As my brilliant critique group reminded me yesterday, goals and obstacles are not enough. Yes, they can give our readers a purpose to follow and perhaps a feeling that they’re dodging bullets with us as they turn pages, but…there’s one more element for real tensions.
No, not this kind.
The why-does-it-matter kind. The what-will-happen-if-she-doesn’t-get-that-goal kind. The how-much-worse-will-things-get-if-she-fails kind.
I knew this. If I looked through my book, I’d probably find I talked about it some. And still, I managed to plot through my draft without thinking too much/enough about it. Because why? Oh, because there’s just so darned much to remember with this writing thing!
It’s never boring, that’s for sure. 🙂
Don’t worry. I am not stopping the forward movement on this draft to go through and add stakes (of either kind) to every scene in my plot. I am not stopping the forward movement to go back and revise the scenes my critique group returned to me yesterday. (It was actually a very happy critique session, anyway!)
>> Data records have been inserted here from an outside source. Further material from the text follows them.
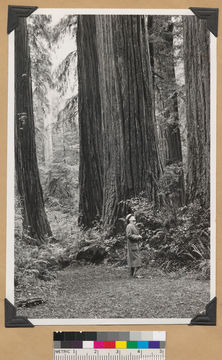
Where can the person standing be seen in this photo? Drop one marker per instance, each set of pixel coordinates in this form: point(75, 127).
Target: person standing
point(133, 237)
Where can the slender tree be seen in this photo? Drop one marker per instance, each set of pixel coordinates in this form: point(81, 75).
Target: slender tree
point(197, 81)
point(166, 96)
point(40, 46)
point(120, 83)
point(35, 223)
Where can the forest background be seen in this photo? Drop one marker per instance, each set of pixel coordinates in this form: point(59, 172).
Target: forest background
point(127, 130)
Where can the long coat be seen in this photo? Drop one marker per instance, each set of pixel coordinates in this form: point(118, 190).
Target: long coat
point(133, 237)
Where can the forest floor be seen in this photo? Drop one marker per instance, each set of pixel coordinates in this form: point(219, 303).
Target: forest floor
point(103, 291)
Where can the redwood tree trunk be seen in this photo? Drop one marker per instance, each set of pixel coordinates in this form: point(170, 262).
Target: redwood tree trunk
point(129, 153)
point(197, 78)
point(35, 223)
point(90, 127)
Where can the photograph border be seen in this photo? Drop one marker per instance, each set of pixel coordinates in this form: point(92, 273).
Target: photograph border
point(10, 169)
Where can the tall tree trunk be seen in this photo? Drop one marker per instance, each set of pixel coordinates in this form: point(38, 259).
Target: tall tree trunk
point(129, 153)
point(35, 222)
point(90, 126)
point(167, 98)
point(197, 81)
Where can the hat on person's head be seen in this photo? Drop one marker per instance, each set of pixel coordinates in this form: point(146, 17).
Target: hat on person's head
point(128, 217)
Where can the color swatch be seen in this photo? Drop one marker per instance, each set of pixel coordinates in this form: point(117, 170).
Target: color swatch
point(110, 340)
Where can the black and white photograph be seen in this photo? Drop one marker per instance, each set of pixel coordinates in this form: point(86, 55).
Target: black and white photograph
point(111, 183)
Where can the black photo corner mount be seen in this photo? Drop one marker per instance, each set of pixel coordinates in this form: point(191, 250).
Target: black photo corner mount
point(210, 15)
point(208, 317)
point(14, 12)
point(13, 321)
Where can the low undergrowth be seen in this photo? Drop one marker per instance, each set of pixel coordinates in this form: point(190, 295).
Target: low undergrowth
point(174, 240)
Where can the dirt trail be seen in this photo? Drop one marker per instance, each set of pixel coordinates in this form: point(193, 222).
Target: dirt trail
point(108, 292)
I am, though, going to take a few minutes today and put a sticky note on each of those scenes about the stakes I want to add. I’m hoping that getting a bit closer to those will help me on the current scene, which is being–to put it mildly–a pain in the posterior. I am going to open up one more slot in my brain and, as I keep writing, take a little of that extra time to look at the stakes for each scene. To figure out why Caro’s immediate goal matters and what will go wrong, get worse, turn into a complete mess, when (rather than “if”) she doesn’t get that goal.
To up the tension.
And, once again, big thanks to my critique group for bringing out the Nerf baseball bat and giving me the perfect bonk on the head.